As Athena has whisked herself off to Athens for some reason in this week's passage, I thought it might be nice to rest a while and admire the pure air and light soil.
In a change to the regular format, here are some extracts related to the Athenian influence on the text of the Odyssey.
West, The Making of the Odyssey pp.89-91 wrote:
Certain passages in the Odyssey have been thought to point to an Athenian poet
...
When Athena leaves Scheria she goes to Marathon and Athens, into the old palace of Erechtheus
...
Certain linguistic and metrical features of the Odyssey favour the hypothesis that it was composed in the west Ionic area that consists, essentially, of Attica and Euboea.
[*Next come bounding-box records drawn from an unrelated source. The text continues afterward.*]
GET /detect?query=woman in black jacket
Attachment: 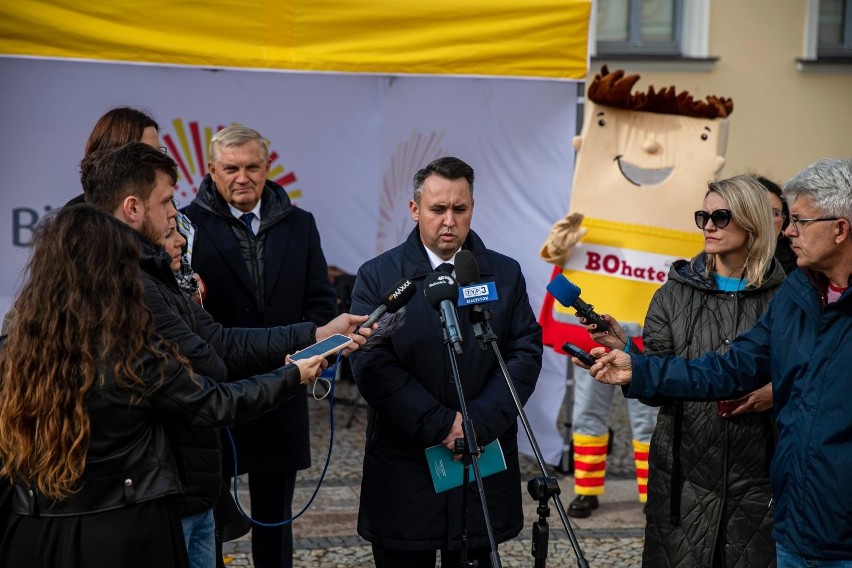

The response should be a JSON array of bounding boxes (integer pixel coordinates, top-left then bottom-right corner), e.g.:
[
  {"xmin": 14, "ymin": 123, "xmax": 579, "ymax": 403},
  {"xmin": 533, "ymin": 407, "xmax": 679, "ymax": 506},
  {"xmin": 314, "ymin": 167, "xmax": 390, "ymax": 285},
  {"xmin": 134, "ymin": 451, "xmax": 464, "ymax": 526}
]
[
  {"xmin": 0, "ymin": 205, "xmax": 322, "ymax": 568},
  {"xmin": 580, "ymin": 176, "xmax": 784, "ymax": 568}
]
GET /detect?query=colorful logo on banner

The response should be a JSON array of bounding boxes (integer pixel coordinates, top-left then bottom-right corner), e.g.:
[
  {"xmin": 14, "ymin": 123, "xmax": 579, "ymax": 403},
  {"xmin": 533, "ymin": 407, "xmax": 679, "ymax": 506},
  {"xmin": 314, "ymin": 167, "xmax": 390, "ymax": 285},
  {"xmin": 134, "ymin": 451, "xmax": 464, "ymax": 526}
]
[
  {"xmin": 163, "ymin": 118, "xmax": 302, "ymax": 205},
  {"xmin": 376, "ymin": 130, "xmax": 444, "ymax": 254}
]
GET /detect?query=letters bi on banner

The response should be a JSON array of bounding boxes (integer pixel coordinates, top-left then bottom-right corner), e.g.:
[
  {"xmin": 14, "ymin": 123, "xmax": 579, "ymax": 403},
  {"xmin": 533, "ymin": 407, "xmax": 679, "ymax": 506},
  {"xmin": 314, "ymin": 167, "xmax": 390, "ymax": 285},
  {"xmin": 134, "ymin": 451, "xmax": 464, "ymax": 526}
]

One is the relative frequency of 'Attic correption', that is, the failure of a plosive + liquid (τρ, κλ, etc.) combination to lengthen a preceding short syllable ... it occurs about three times as often in the Odyssey as in the Iliad
Andersen, Pisistratean Recension, Homer Encyclopedia wrote:
Evidence that the Homeric poems were subject to some kind of processing in Athens during the reign of the Pisistratids ... is first to be found in the 4th-century BCE pseudo-Platonic Hipparchus. ... it can hardly be doubted that Homer was shaped up and given special treatment in the Athens of the Pisistratids.
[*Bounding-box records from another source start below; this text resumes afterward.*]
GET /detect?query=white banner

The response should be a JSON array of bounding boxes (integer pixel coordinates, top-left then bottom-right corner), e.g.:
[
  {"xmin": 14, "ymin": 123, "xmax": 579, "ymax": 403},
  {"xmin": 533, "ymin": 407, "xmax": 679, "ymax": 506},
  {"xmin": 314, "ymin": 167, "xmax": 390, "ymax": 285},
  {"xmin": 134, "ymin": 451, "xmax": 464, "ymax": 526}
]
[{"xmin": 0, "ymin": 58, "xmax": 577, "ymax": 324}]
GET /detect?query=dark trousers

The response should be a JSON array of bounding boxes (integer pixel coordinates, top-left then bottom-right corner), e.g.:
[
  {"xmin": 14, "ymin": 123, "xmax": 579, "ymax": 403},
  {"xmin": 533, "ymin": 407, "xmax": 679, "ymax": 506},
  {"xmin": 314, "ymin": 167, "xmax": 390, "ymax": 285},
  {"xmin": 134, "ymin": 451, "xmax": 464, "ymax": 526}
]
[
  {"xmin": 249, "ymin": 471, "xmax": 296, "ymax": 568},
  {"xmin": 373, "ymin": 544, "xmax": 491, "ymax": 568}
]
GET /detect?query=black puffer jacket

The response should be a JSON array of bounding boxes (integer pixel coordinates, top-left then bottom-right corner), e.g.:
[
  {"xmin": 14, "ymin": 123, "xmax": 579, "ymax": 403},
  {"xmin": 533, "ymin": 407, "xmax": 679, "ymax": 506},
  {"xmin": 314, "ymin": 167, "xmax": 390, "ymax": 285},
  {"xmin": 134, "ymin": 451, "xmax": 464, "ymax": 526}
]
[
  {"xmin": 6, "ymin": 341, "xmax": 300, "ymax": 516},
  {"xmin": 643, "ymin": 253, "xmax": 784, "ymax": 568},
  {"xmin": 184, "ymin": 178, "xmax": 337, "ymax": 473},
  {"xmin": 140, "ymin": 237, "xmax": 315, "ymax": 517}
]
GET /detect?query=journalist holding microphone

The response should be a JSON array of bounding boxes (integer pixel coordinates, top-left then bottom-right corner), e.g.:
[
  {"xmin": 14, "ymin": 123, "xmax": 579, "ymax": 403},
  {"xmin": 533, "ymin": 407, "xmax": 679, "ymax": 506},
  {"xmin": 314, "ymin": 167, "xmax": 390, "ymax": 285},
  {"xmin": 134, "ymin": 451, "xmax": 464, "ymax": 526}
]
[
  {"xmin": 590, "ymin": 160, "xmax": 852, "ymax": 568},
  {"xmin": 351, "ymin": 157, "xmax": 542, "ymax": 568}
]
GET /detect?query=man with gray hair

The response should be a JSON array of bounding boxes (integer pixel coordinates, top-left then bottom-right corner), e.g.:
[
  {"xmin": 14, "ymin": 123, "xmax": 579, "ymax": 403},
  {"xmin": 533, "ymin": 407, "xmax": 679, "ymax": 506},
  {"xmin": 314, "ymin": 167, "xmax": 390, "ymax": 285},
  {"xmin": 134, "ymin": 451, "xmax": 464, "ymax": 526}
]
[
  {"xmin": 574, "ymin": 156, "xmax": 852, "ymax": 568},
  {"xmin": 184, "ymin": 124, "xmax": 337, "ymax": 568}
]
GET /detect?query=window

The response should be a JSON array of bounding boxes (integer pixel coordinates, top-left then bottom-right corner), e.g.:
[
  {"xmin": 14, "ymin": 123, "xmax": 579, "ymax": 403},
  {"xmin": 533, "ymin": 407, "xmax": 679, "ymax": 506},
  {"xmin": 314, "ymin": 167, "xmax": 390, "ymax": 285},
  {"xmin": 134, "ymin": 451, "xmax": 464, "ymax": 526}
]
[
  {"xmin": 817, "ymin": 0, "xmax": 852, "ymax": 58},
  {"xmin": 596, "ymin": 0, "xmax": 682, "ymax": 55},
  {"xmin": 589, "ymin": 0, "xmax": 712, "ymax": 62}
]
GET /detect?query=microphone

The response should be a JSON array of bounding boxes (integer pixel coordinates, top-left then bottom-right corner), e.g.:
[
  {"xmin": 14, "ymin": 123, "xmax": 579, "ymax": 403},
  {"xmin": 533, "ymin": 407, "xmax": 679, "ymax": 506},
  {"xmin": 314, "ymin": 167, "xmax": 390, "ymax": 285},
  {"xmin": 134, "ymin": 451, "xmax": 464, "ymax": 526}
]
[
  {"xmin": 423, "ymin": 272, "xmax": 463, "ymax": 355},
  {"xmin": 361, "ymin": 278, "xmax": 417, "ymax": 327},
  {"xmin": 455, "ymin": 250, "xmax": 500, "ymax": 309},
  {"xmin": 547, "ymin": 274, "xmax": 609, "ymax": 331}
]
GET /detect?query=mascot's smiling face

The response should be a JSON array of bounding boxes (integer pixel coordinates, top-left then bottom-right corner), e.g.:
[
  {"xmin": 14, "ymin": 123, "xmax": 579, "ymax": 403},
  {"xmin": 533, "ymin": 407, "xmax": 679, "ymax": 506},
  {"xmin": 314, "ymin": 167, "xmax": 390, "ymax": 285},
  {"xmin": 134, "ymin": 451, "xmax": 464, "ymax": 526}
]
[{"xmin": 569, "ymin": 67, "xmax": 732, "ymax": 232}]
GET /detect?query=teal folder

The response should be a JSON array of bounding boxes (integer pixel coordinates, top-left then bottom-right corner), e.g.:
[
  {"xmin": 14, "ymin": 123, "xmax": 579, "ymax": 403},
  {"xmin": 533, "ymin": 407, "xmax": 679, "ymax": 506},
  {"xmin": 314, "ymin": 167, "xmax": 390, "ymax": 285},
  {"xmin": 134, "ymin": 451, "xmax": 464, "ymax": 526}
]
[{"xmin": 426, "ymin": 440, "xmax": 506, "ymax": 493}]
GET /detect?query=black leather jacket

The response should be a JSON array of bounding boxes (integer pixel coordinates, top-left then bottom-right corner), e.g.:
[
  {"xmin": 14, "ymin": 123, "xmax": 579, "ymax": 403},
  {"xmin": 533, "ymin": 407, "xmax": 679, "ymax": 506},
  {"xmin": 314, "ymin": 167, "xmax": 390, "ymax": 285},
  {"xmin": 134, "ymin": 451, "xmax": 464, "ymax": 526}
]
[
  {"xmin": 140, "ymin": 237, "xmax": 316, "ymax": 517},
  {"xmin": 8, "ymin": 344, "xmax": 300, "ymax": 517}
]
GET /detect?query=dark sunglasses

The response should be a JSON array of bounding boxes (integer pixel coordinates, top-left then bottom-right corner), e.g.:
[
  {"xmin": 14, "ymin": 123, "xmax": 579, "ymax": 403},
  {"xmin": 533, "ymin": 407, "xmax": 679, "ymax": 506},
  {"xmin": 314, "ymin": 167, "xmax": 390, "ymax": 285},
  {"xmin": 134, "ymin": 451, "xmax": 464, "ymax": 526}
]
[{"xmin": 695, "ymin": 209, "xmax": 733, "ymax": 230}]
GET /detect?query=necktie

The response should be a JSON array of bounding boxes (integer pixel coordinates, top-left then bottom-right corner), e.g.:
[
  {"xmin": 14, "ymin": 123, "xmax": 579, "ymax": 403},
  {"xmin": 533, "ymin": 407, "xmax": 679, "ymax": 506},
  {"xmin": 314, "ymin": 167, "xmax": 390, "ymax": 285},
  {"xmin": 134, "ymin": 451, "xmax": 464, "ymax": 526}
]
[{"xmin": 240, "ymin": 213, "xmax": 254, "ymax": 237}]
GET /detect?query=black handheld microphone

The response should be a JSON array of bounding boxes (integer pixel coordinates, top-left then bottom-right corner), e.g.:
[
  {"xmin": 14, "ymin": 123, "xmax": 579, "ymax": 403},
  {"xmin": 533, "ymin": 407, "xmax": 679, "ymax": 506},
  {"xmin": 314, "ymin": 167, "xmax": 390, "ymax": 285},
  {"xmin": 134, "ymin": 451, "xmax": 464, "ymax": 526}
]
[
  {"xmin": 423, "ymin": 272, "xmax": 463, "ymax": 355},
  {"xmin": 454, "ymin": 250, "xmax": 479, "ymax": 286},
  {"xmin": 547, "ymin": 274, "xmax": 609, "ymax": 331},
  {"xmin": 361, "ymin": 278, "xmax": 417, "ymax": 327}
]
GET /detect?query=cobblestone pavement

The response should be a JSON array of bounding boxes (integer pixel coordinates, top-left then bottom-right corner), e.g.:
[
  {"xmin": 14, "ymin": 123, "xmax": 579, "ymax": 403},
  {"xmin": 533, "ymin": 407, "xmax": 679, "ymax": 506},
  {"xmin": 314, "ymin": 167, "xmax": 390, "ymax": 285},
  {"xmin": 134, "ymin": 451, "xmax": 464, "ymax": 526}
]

Haslam, Homeric Papyri and Transmission of the Text in New Companion to Homer pp.82-83 wrote:
But the 'Pisistratean recension' itself is controversial, some assigning to it the definitive formation of the Homeric poems, others denying it transmissional importance beyond the diction's acquisition of an attic veneer. What seems clear, although even this depends on accepting atticisms as such, is that the poems passed through Athens, and in written form, on their way to Alexandria and us.
Hix, the wonderfully-named 'Morte D'Author' pp.136-137 wrote:
Speculation has centered on the "Pisistratean recension"; this term refers to the "hypothetical Athenian stabilization of the text" of the poems in connection with the Panathenaean festival and under the supervision of Pisistratus. But scholars are unsure about Pisistratus' exact role; no one knows whether Pisistratus was directly involved in the process or whether he only supervised it, and no one knows whether or not the first official written version (the version produced by the Pisistratean recension) was also the first written version of any kind. Probably for our purposes it is best to talk of Pisistratus as the scribe, but only in the sense that he symbolizes for us the process of writing down the poems.
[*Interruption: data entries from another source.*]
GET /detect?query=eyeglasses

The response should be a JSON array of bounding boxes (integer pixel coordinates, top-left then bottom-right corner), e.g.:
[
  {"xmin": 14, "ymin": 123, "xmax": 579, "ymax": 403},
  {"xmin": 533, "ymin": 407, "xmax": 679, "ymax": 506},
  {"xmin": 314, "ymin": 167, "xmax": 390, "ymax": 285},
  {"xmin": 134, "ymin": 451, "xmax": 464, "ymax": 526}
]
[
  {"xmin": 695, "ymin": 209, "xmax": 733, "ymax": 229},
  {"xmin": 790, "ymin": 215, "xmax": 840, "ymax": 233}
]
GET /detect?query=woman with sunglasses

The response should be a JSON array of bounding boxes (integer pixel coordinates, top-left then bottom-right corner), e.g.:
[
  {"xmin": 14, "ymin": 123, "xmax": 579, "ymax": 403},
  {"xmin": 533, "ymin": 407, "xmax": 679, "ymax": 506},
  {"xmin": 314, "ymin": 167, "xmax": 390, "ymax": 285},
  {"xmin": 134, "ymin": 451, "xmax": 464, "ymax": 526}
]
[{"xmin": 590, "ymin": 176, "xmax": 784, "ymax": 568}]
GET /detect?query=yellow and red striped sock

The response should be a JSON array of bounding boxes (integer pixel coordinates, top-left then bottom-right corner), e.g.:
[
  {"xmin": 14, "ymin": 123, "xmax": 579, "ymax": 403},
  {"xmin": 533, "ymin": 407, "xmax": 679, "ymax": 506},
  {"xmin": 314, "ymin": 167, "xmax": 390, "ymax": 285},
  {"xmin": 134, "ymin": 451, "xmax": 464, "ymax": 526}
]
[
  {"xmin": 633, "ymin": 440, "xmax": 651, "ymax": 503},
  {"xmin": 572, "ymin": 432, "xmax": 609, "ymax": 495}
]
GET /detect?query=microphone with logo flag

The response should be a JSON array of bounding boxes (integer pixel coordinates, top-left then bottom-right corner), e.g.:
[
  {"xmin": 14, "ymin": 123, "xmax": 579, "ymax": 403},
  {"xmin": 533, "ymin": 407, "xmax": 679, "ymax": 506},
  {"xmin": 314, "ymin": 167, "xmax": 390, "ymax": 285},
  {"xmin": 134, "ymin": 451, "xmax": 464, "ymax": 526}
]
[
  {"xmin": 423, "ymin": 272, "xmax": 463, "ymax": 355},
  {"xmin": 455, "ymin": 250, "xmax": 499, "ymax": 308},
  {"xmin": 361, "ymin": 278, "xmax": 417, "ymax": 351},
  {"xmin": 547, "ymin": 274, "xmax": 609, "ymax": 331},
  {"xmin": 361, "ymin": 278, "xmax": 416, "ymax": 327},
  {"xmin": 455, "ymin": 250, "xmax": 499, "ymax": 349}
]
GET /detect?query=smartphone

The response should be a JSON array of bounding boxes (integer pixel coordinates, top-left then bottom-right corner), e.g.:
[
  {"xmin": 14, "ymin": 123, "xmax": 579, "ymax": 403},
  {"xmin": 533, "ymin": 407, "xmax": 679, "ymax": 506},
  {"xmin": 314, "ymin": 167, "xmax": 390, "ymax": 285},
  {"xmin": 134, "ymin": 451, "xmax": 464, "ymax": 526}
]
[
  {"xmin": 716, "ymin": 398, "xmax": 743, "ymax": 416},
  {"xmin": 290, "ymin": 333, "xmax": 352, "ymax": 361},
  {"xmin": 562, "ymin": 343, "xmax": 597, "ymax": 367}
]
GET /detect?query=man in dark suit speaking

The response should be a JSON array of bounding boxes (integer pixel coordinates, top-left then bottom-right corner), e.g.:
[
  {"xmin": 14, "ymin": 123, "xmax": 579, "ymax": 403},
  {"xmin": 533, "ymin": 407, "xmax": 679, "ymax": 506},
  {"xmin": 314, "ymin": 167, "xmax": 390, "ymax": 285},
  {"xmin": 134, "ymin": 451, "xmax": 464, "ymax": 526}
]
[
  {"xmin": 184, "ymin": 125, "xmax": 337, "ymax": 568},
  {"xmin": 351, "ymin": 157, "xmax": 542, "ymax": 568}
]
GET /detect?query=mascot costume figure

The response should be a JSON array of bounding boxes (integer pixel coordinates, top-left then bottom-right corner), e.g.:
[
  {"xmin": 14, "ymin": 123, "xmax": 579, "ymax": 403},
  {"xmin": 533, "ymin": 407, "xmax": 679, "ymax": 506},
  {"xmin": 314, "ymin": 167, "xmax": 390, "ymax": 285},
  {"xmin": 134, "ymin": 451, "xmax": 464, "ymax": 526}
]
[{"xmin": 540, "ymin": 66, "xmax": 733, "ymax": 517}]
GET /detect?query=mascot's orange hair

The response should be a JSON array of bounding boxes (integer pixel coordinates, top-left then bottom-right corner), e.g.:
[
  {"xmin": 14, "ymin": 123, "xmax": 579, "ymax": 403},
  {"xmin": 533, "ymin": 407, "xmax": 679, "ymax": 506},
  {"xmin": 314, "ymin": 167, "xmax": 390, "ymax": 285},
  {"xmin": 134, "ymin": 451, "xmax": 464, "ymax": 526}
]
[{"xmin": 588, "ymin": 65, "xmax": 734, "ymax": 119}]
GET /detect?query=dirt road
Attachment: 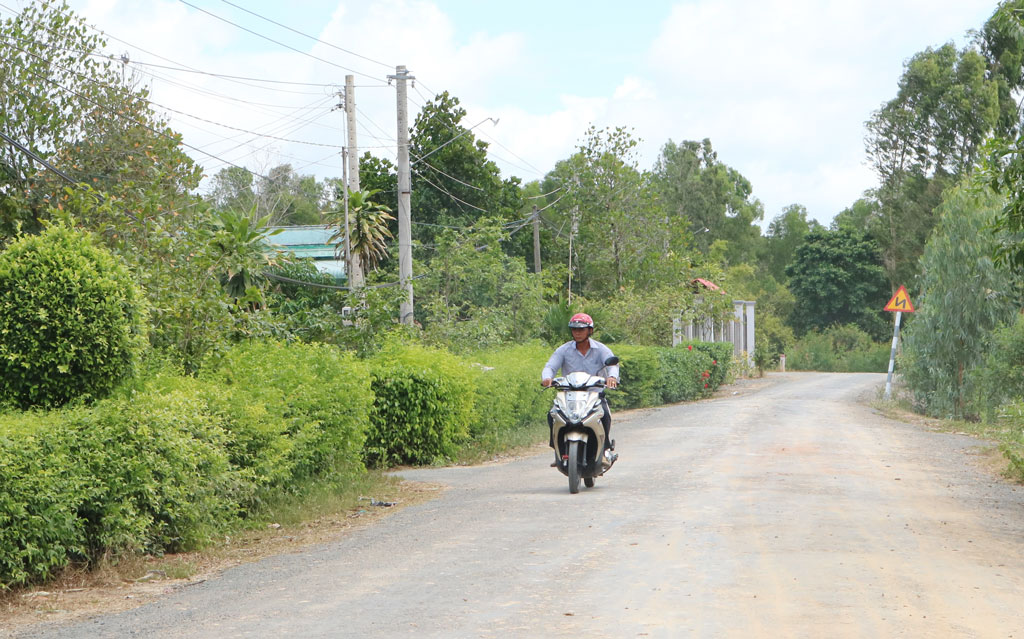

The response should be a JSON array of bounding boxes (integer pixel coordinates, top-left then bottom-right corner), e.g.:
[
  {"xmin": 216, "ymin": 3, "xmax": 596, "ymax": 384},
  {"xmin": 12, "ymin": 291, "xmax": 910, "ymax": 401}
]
[{"xmin": 18, "ymin": 374, "xmax": 1024, "ymax": 639}]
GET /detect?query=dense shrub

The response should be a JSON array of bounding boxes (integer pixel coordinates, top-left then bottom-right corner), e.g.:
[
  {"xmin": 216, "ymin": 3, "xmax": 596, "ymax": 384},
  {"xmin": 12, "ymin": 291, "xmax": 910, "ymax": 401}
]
[
  {"xmin": 972, "ymin": 313, "xmax": 1024, "ymax": 419},
  {"xmin": 0, "ymin": 342, "xmax": 373, "ymax": 589},
  {"xmin": 657, "ymin": 344, "xmax": 712, "ymax": 403},
  {"xmin": 469, "ymin": 344, "xmax": 552, "ymax": 452},
  {"xmin": 0, "ymin": 413, "xmax": 87, "ymax": 591},
  {"xmin": 365, "ymin": 344, "xmax": 474, "ymax": 465},
  {"xmin": 0, "ymin": 390, "xmax": 239, "ymax": 589},
  {"xmin": 785, "ymin": 325, "xmax": 892, "ymax": 373},
  {"xmin": 63, "ymin": 389, "xmax": 241, "ymax": 557},
  {"xmin": 0, "ymin": 225, "xmax": 146, "ymax": 408},
  {"xmin": 202, "ymin": 341, "xmax": 373, "ymax": 488},
  {"xmin": 607, "ymin": 345, "xmax": 664, "ymax": 410},
  {"xmin": 677, "ymin": 342, "xmax": 733, "ymax": 393}
]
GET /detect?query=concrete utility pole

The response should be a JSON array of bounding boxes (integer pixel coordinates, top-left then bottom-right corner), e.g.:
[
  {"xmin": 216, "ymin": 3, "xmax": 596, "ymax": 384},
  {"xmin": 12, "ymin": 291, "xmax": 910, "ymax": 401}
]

My conclusion from this lot is that we're not looking at a significantly Athenian text, but that the 'attic veneer' provides us with a nice reminder of the hands through which the text has passed. Does anyone have any other points or sources to add to that? It's not clear to me to what extent this atticisation was a conscious process/project, or simply show-through from editing.
I've included the quote from Hix, who you will no doubt be shocked to hear is not an expert in the Homeric manuscript tradition, because he provides the reminder that, even if we don't know who they are,
someone wrote down these tens of thousands of words and that's an amazing thing in itself.